A resident of Basra and Baghdad, al-Tanukhi (327–84/939–94) draws from earlier Arabic classics as well as from oral stories relayed by the author’s tenth-century Iraqi contemporaries, who comprised a wide circle of writers, intellectuals, judges, government officials, and family members. This edition and translation includes the first three chapters of the work, which deal with Qur'anic stories and prayers that bring about deliverance, as well as general instances of the workings of providence.

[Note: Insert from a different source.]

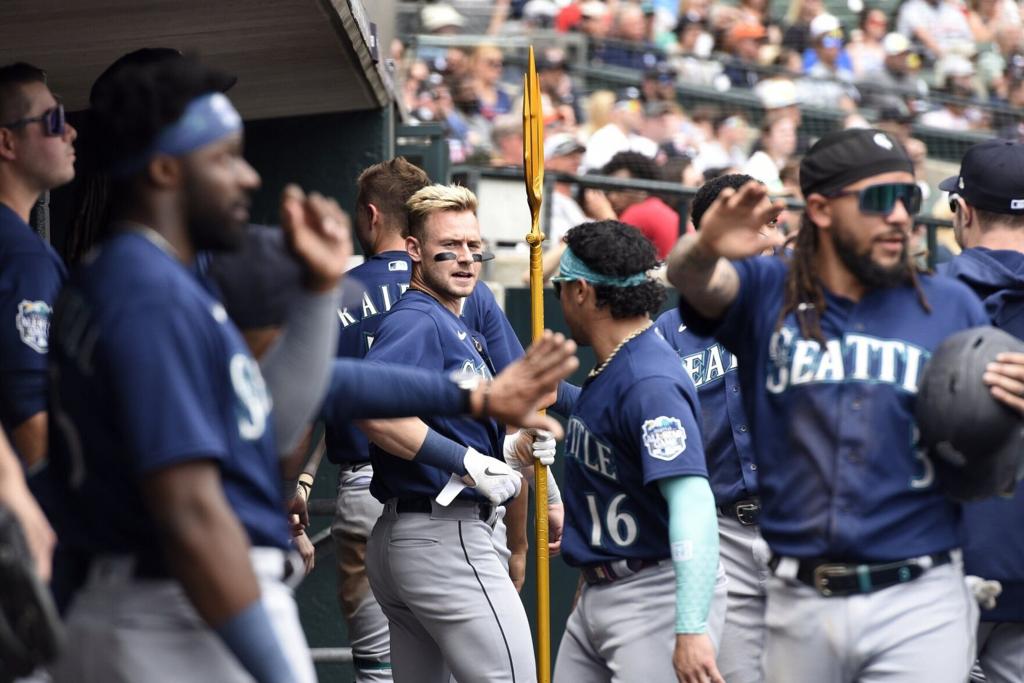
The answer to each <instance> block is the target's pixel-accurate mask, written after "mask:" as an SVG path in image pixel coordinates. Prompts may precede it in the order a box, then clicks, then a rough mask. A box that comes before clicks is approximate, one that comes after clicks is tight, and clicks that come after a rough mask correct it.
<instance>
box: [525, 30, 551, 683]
mask: <svg viewBox="0 0 1024 683" xmlns="http://www.w3.org/2000/svg"><path fill="white" fill-rule="evenodd" d="M522 167H523V171H524V174H525V179H526V201H527V202H528V203H529V213H530V217H531V218H532V223H531V226H530V230H529V234H527V236H526V244H528V245H529V313H530V333H531V337H532V339H534V341H537V340H538V339H539V338H540V337H541V335H542V334H543V333H544V265H543V253H542V251H541V243H542V242H544V233H542V232H541V202H542V200H543V197H544V116H543V113H542V111H541V86H540V83H539V81H538V79H537V62H536V61H535V60H534V47H532V46H530V48H529V68H528V70H527V71H526V75H525V76H524V77H523V96H522ZM534 476H535V478H536V480H535V485H534V490H535V493H536V501H535V508H534V516H535V517H536V518H537V680H538V681H539V682H540V683H549V681H550V680H551V580H550V572H549V566H548V468H547V467H546V466H545V465H542V464H540V463H536V464H535V466H534Z"/></svg>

The volume incorporates material from manuscripts not used in the standard Arabic edition, and is the first translation into English. The complete translation, spanning four volumes, will be the first integral translation into any European language.
About The Author
Al-Muhassin ibn 'Ali al-Tanukhi (327–84/939–94) lived in Basra and Baghdad. As a judge and man of letters belonging to a family with many connections, he was well placed to record the literary trends of his day. Deliverance Follows Adversity is one of two anthologies he compiled.
About The Translator
Julia Bray became the Abdulaziz Saud AlBabtain Laudian Professor of Arabic at the University of Oxford and a fellow of St. John’s College in 2012, having previously taught at the universities of Manchester, Edinburgh, St Andrews and Paris 8-Vincennes—Saint-Denis. She writes on medieval to early modern Arabic literature, life-writing, and social history.
She has contributed to the New Cambridge History of Islam (2010), to Essays in Arabic Literary Biography 1350-1850 (2009), and to cross-cultural studies such as Approaches to the Byzantine Family (2013) and edited Writing and Representation in Medieval Islam (2006). With Wen-chin Ouyang, she edits the monograph series Edinburgh Studies in Classical Arabic Literature. With Helen Blatherwick, she is editing a special issue of the journal Cultural History on the history of emotions in Arabic.